When we consider the mighty performance of YHWH as certification to be qualified to be king of the gods, we can transfer that performance in the Psalm to King Jesus. We may do so when we reiterate the mighty powers of the storm God to the transformative ways of King Jesus. The mighty performance of Jesus, however, is not to wreak havoc as does that ancient storm toward the sea, cedars, and the desert. When the church recites the mighty deeds of Jesus that exhibit his rule they are of a very different ilk from that of the ancient storm god:

“The blind receive their sight, the lame walk, lepers are cleansed, the deaf hear, the dead are raised, the poor have good news brought to them.” (Luke 7:22)
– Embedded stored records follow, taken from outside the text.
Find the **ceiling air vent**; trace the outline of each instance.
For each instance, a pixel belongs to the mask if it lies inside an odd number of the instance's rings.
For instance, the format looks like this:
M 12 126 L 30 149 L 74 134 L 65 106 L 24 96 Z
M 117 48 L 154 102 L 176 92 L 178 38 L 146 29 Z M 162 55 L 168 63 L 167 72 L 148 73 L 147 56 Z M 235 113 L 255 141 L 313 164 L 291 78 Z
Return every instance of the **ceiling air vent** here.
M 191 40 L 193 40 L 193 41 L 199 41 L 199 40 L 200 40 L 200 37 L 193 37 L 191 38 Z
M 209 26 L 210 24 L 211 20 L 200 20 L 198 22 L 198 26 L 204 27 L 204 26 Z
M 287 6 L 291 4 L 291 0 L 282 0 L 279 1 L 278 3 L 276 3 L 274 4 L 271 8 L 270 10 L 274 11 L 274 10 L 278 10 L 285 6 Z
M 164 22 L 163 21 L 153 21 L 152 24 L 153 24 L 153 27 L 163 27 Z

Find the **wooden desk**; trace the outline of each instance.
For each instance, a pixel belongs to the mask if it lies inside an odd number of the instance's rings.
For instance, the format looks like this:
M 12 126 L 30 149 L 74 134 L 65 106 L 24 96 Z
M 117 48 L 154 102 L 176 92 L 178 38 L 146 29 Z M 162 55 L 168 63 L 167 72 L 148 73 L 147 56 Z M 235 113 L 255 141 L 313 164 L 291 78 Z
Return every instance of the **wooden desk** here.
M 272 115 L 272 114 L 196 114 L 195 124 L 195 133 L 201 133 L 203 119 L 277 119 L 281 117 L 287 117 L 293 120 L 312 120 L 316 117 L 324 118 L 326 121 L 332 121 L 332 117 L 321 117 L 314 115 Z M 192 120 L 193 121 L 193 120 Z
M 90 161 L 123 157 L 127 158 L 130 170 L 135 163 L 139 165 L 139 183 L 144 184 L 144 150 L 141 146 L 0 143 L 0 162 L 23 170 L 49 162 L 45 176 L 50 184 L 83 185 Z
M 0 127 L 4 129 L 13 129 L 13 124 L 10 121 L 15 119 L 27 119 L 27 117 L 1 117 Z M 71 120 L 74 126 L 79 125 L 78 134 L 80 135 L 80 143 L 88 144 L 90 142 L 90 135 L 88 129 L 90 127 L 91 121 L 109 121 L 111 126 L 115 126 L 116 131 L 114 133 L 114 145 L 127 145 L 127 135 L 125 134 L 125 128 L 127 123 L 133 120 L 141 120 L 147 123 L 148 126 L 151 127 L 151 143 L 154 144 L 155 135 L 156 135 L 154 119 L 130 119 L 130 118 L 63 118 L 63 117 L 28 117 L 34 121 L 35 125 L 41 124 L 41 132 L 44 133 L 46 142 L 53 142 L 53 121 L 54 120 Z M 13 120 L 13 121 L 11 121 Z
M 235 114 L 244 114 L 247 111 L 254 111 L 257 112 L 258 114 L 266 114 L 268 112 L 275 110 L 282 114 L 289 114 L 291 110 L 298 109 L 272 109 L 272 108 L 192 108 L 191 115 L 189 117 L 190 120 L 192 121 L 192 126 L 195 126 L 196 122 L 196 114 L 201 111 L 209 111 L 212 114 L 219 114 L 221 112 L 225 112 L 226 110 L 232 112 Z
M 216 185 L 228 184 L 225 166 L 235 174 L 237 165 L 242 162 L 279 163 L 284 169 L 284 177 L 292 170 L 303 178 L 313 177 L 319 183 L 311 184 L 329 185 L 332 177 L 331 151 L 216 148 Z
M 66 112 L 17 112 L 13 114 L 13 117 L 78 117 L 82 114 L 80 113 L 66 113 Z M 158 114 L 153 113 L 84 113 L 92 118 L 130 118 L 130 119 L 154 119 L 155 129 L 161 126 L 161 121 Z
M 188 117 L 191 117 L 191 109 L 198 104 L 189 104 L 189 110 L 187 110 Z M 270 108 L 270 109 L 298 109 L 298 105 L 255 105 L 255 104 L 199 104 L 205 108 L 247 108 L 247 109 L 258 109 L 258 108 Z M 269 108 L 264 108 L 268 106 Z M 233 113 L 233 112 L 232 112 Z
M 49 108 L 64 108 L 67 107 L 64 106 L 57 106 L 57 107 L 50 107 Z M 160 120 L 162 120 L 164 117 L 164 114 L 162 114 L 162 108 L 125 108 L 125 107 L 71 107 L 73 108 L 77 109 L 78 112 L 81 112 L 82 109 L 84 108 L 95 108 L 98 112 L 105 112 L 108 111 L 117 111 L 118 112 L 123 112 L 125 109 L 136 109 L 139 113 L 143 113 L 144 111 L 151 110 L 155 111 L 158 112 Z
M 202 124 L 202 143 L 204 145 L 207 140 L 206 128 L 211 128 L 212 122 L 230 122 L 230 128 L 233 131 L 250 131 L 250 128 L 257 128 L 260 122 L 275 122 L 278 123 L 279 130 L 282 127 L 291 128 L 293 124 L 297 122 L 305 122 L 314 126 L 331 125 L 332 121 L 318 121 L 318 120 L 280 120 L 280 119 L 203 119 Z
These specific transformations are markers of the Lordship of Jesus. This is the one who commands the demons and the powers of death. Indeed, we may imagine that every time the church gathers to sing its doxologies to Jesus, it is re-performing the liturgy whereby Jesus is made king yet again. Jesus is “king of kings” and “Lord of Lords,” and that reality cannot be re-performed too often. He is, as we sing, Lord of all our history. But he is, as we also sing, Lord of heaven and earth, of nature as well as history:

Fairest Lord Jesus, ruler of all nature,
O thou of God and man the Son,
thee will I cherish, thee will I honor,
thou my soul’s glory, joy and crown.
Jesus is fairer … Jesus is purer … Jesus shines purer…
(“Fairest Lord Jesus,” ibid, 189) 

Thus on all counts, we can let Psalm 29 serve, in Christian imagination, for our Christmas, for our Easter, for our Epiphany, for our every worship and our every doxology. All can exclaim “Glory” as did the angels over Bethlehem. And when we hear the opening glory of the Psalm, we can listen for the concluding “peace” of the Psalm, the peace sung at Bethlehem:

Glory to God in the highest,
and on earth
peace among those whom he favors.” (Luke 2:14)

It is no wonder that the wise men appear in Epiphany:

Wise men from the East came to Jerusalem, asking, “Where is the child who has been born king of the Jews? For we observed his star at its rising, and have come to pay him homage.” (Matthew 2:1-2)

King indeed! It is no wonder that “heaven and nature sing”!